Fiber::suspend('waiting');
return file_get_contents($url);
}
$scheduler = new Scheduler();
foreach ($urls as $url) {
$scheduler->add(new Fiber(function() use ($url) {
$result = yield from fetchUrl($url);
echo "Got " . strlen($result) . " bytes from {$url}\n";
}));
}
$scheduler->run();
The Relationship to ReactPHP and AMPHP
Fibers are the foundation that modern PHP async frameworks build on. Before PHP 8.1, ReactPHP used generators and a complex callback chain. Now both ReactPHP and AMPHP use Fibers as their suspension primitive, giving you async I/O with code that looks sequential.

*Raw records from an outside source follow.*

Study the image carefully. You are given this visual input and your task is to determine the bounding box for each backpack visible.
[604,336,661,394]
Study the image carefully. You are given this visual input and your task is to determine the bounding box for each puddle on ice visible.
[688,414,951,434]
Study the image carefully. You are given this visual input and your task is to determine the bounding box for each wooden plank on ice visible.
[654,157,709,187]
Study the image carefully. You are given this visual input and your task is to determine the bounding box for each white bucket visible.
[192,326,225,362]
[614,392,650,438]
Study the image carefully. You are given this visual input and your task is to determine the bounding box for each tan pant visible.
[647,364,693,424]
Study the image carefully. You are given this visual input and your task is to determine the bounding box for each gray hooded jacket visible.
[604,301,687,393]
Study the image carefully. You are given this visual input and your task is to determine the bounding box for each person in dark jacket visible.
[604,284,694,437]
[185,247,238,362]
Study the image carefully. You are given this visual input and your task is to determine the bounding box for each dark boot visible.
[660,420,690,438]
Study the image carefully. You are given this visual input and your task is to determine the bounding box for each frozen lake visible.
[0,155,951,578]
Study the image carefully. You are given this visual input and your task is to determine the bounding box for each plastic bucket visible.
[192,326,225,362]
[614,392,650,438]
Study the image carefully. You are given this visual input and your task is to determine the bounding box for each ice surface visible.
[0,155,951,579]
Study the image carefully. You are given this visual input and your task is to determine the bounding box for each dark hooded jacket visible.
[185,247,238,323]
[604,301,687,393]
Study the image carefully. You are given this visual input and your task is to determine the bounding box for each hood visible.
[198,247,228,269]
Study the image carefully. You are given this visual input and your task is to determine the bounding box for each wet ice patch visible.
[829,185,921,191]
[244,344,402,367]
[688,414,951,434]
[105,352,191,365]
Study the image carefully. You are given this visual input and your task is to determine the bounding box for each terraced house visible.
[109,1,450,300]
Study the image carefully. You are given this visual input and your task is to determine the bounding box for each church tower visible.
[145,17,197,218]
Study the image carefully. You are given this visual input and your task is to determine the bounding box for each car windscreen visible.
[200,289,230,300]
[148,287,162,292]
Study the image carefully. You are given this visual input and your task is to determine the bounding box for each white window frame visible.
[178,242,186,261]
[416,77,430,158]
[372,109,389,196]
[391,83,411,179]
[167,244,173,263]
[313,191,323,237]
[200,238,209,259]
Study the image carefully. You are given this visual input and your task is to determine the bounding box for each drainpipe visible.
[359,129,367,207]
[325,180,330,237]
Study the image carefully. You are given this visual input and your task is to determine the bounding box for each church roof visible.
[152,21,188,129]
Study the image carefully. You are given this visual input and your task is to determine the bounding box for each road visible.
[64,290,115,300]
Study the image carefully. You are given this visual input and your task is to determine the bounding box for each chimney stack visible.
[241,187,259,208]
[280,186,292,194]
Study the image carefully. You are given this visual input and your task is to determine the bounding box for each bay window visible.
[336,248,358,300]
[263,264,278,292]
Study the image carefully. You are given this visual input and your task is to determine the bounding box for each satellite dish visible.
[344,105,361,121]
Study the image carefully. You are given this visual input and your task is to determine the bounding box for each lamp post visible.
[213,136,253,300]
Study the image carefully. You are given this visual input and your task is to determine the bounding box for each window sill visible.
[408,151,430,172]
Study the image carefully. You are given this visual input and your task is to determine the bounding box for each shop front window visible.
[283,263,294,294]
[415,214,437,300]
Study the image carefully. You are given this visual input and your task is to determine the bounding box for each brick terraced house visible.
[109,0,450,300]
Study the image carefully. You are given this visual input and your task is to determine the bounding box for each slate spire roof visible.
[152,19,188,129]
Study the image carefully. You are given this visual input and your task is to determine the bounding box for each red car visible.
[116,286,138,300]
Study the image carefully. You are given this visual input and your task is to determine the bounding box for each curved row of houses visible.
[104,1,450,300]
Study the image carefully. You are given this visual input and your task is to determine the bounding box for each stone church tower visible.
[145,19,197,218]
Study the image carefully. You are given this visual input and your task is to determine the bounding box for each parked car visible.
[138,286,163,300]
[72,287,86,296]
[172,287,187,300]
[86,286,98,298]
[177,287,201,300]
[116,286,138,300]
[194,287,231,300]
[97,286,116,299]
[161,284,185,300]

Understanding Fibers at this level makes frameworks like AMPHP far less magical — you can debug their scheduler, reason about execution order, and write extensions without cargo-culting patterns.
What Fibers Are Not
- They are not threads — no parallelism, no shared-memory races
- They are not true async — they need an event loop to be useful for I/O
- They are not a replacement for queues — CPU-bound work still blocks the process
Use Fibers for I/O multiplexing and cooperative scheduling. Use queues (Laravel Horizon, Beanstalkd) for CPU-bound background work.